Dessert wines are not in style. With the exception of when I am looking to create a specific recipe pairing, or when I am looking for a unique digestif to accompany a cigar, I never drink them. If I walk into the local shop, I would never throw one into the basket as part of my regular weekly routine. Most Sauternes dessert wines are expensive, and on a special shelf behind the counter anyways. It really was a long time ago that the demand for sweet wines led to the styles we are left with today, generations removed from their height of fashion. There was actually a time when the sugar in some wines was considered a nutritious health benefit. Fortunately this category, and Sauternes in particular, is one of the most purely delicious of wine styles, and even with some high prices can be considered good value.

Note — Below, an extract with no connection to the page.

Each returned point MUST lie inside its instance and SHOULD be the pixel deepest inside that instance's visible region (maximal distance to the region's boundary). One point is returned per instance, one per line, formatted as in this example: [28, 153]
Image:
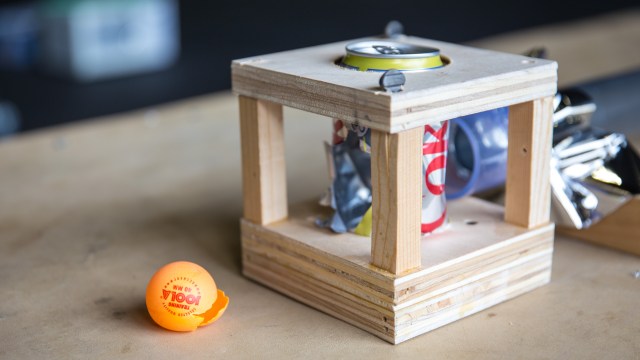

Appreciating Sauternes beyond its delicious tropical fruit flavours does require a bit of education. Sauternes has a great ability to age over the span of decades, and when mature becomes a much more flexible option to serve with a variety of foods. Serving fine cuisine with old dessert wine may sound bizarre, but the secret to matching Sauternes and food is to give it the proper treatment in the cellar, which means many years for the wine to mellow, take on extra characteristics, and lose its overt sweetness. Mature Sauternes behaves somewhat like a mature white Burgundy or Riesling in some respects, in that it puts on weight while becoming more drinkable as it reaches a peak. While I have tasted mature Sauternes several times at tasting events, recently I opened one of the first wines I purchased for my own cellar, 1999 Chateau Coutet(1/2 bottles) and enjoyed it with one of the classic food/wine pairings – Creme Brulee. While the flavours of the two were less similar than I expected, the creaminess of the brulee definitely gave a framework to the not so subtle aromas that had developed in bottle.
Sauternes is actually a natural product, in that sugar is not added to create a sweetness in the wine, but a specific fungus which naturally occurs in the vineyards (Botrytis, it occurs on strawberries as well) and causes the water to leach out of the grapes but leave the other parts of the Sauvignon Blanc and Semillon grapes intact. The fungus actually makes its way into the wine in very subtle quantities, adding an earthy complexity not unlike a truffle scent. Because there is so little juice left in the grapes, often less than a glass of wine is produced from an entire vine in some years. The fruity aromas of peach and apricot are dominant when the wine is young and exuberant and still very intense in its sweetness. As the age creeps in, the sweetness fades along with some of the tropical notes and the fruit from the grapes, smoky from the oak barrels, and earthy from the fungus all come together in a glorious perfume that is in some ways hard to describe, but is akin to a carnival combination of roasted nuts and fresh caramel apple pie with nutmeg. It is as delicious as it sounds, and is available for less than the price of comparable red Bordeaux wines. What are you waiting for?